Vendor snuck into fifth place in industrial 3D printer market in Q2, four years after Meg Whitman declared that HP intended to lead the market. To be fair though HP has only had products in the 3D printer market for a year and to get to the top five from no-where is some feat.

With its Jet Fusion line up, HP sold $13.5 million of industrial 3D printer hardware in the second quarter of 2017.

According to beancounters at Context HP took a four percent share of the industrial segment of the market in Q2, behind names that will be less familiar to the channel, namely market leader Stratasys, EOS, GE Additive and 3D Systems.

HP began “pushing strongly” into the channel in the first half of the year, “setting itself up for further growth later this year and beyond”, Context said.

The industrial sub-segment Jet Fusion plays in has experienced mixed fortunes since then, with unit shipments declining in both 2015 and 2016.

Context predicts that the industrial sector will return to growth in 2017, partly thanks to the fresh blood that has entered the market.

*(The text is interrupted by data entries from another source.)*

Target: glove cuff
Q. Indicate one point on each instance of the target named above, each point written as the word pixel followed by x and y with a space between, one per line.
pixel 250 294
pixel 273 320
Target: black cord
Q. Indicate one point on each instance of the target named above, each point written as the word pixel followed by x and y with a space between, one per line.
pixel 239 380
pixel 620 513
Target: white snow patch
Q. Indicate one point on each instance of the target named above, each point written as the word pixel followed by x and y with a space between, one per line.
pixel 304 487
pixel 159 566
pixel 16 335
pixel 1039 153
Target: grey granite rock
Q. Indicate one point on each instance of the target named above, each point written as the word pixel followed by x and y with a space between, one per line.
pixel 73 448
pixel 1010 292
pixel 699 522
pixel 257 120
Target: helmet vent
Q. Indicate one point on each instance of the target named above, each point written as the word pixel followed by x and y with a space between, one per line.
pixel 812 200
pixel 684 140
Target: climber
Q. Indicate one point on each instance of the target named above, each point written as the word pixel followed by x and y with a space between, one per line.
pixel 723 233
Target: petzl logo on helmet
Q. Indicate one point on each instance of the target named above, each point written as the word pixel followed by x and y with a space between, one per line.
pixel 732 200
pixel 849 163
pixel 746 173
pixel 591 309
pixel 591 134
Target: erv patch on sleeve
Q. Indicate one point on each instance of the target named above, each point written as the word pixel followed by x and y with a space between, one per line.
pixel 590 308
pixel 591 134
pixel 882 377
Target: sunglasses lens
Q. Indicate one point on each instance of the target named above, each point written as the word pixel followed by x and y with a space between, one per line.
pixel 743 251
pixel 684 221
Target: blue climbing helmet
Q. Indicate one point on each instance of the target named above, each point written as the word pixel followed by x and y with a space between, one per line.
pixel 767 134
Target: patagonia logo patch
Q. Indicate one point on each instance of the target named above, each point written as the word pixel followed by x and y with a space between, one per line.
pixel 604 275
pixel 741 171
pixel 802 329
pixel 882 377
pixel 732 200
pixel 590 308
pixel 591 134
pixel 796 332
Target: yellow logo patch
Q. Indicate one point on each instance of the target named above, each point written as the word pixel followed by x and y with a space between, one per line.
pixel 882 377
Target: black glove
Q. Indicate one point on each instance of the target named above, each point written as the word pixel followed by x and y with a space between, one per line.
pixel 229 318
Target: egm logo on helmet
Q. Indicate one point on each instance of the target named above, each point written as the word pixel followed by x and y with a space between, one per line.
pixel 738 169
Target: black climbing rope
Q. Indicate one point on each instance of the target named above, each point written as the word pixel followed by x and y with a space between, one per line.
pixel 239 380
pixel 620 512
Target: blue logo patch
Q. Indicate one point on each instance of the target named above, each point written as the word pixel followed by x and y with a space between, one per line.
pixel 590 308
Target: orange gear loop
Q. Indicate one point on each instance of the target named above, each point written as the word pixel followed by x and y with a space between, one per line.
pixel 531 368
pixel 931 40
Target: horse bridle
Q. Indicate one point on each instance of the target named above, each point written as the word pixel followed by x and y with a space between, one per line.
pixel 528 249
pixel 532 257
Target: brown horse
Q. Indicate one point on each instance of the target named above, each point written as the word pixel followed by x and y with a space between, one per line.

Polymer machines continued to dominate the market in Q2, accounting for 90 per cent of the unit volume sales and 61 percent of the printer revenues, Context said.

While HP’s machines are initially focused on polymers, GE Additive – which is another new entrant to the top five – focuses on metal 3D printing.

Context vice president of global analysis Chris Connery said that there was a four per cent decline in the number of industrial/professional 3D printers shipped in the second quarter of this year compared to the earlier year, but the average selling price of these machines continued to climb.

“It now seems that both these trends will change in the second half of 2017. Average selling prices are set to drop with the shipment of new category of lower priced metal-printing machines helping to promote new growth.

“For polymer 3D printing, growth is expected from select technologies as this side of the market continues to penetrate into the manufacturing market and away from just prototyping.”